Thursday, March 20, 2014

Shiny New MacBook Pro

Wow. Just Wow. An almost seamless technology change. Almost.

The old MacBook Pro (dual core 4Gb RAM) was struggling to keep up. Struggling. It had been dropped once, so there was a ding in the corner. The trackpad "click" wasn't reliably clicking. It was shaky.

Nothing that couldn't be cured by a new Bluetooth keyboard and/or mouse. Awkward, but cheap.

Instead, I opted for a new quad-core 8Gb MacBook Pro.

Hence the Wow.

Here's how the upgrade worked.

I logged in once in the Apple Store to create an "Administrator" account. That's Not Me, but it allowed me to configure and register the machine.

Go Home.

1. Finish the last Time Machine backup of the old machine.
2. Move the Time Machine device to the new machine.
3. Use the Migration Assistant to recover everything from the old machine. There was 300+ Gb of stuff, so it took a few hours. Completely hands-off. Completely successful the first time.

Turn on WiFi (it's not always on for me, the story is complicated; it involves going to a coffee shop.)

Almost everything is perfectly normal and usable on the new machine.

1Password wanted me to login to the App Store to be sure the licenses were all up-to-snuff.

DropBox wanted me to login again to their server.

GPSNavX needs a license key. Their keys are delightfully short, but apparently encode a date or something and can't be reused easily.

Python3.3 was -- of course -- a non-starter. Not surprising, really, since it's not an "app" that can be moved neatly by Mac OS X Migration Assistant.

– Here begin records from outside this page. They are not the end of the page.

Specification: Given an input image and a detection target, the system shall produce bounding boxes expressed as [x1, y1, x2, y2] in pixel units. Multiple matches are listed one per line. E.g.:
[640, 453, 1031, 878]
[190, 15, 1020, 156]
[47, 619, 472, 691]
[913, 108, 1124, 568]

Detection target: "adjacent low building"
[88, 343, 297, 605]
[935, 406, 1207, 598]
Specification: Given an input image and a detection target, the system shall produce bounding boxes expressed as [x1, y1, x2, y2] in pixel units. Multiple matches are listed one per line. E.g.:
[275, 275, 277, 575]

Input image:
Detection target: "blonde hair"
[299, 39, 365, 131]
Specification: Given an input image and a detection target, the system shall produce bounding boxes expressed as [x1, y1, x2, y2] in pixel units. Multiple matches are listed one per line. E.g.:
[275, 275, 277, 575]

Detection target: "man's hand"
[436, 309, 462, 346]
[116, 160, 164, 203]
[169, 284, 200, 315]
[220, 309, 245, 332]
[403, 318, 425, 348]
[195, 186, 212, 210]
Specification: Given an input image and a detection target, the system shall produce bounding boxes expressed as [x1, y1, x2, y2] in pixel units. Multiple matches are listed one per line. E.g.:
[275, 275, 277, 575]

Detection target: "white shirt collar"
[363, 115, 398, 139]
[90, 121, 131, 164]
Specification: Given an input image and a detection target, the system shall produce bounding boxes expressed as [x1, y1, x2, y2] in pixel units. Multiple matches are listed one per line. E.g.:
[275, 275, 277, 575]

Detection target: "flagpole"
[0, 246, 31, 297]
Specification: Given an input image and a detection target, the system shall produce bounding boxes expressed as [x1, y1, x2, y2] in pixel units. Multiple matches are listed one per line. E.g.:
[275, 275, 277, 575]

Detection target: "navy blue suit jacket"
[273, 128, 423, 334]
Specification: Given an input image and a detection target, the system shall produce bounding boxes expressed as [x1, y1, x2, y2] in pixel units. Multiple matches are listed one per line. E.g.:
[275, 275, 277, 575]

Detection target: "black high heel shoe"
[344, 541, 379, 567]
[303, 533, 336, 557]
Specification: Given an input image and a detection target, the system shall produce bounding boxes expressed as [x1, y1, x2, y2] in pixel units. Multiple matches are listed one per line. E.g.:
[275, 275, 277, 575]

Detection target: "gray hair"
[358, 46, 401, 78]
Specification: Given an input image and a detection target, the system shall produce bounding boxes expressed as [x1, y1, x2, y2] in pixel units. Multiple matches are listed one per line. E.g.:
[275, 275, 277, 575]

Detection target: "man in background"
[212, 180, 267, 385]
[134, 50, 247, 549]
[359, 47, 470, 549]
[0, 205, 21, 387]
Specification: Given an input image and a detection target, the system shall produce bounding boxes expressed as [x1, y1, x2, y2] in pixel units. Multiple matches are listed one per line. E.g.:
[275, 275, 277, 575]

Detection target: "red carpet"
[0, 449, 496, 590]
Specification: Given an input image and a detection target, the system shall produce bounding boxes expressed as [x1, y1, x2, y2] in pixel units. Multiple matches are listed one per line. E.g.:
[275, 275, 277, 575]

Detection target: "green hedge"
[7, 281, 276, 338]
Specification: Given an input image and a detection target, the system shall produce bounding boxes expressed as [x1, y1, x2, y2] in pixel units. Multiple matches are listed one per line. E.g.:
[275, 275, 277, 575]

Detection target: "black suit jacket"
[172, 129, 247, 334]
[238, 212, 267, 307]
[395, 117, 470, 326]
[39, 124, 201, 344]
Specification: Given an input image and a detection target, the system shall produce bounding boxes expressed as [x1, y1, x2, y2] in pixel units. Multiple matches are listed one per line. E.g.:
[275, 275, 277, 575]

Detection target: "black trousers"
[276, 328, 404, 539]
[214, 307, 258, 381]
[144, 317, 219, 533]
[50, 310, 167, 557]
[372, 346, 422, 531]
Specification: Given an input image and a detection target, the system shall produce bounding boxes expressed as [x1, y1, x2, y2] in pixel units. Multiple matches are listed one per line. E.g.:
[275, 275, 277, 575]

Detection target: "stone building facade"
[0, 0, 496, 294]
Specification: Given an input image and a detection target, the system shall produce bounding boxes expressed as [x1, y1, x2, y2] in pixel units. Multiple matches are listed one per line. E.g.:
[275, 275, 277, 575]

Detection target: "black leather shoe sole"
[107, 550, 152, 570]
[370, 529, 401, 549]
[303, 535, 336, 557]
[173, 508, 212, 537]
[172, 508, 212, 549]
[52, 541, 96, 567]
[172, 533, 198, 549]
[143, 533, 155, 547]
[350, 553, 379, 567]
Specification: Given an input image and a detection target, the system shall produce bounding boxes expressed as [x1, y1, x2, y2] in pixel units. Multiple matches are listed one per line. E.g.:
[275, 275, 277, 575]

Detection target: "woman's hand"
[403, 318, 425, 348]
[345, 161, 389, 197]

The Python download and install was painless. The ActiveState ActiveTcl is also important because I do use tinter and IDLE. The Python page is very explicit about the correct release of ActiveTcl for Mac OS X. And I still did it wrong the first time.
while the ActiveState web site refers to 8.5.15.0, the installer dmg link has been updated to download ActiveTcl 8.5.15.1.
Today's job, then, is to put setuptools (easy_install) and pip onto this Mac and begin the process of figuring out what's missing that I really use. I install a fair amount of stuff experimentally; stuff I don't really want or need.  And I always install it "for real" in Python's site-packages because I'm too lazy to simply download the Git repository and update the PYTHONPATH manually.

We're talking about docutils, Sphinx, Django, Jinja2, and SQLAlchemy. To get started. PyYAML and PIL are probably required, but I'll wait until I need them.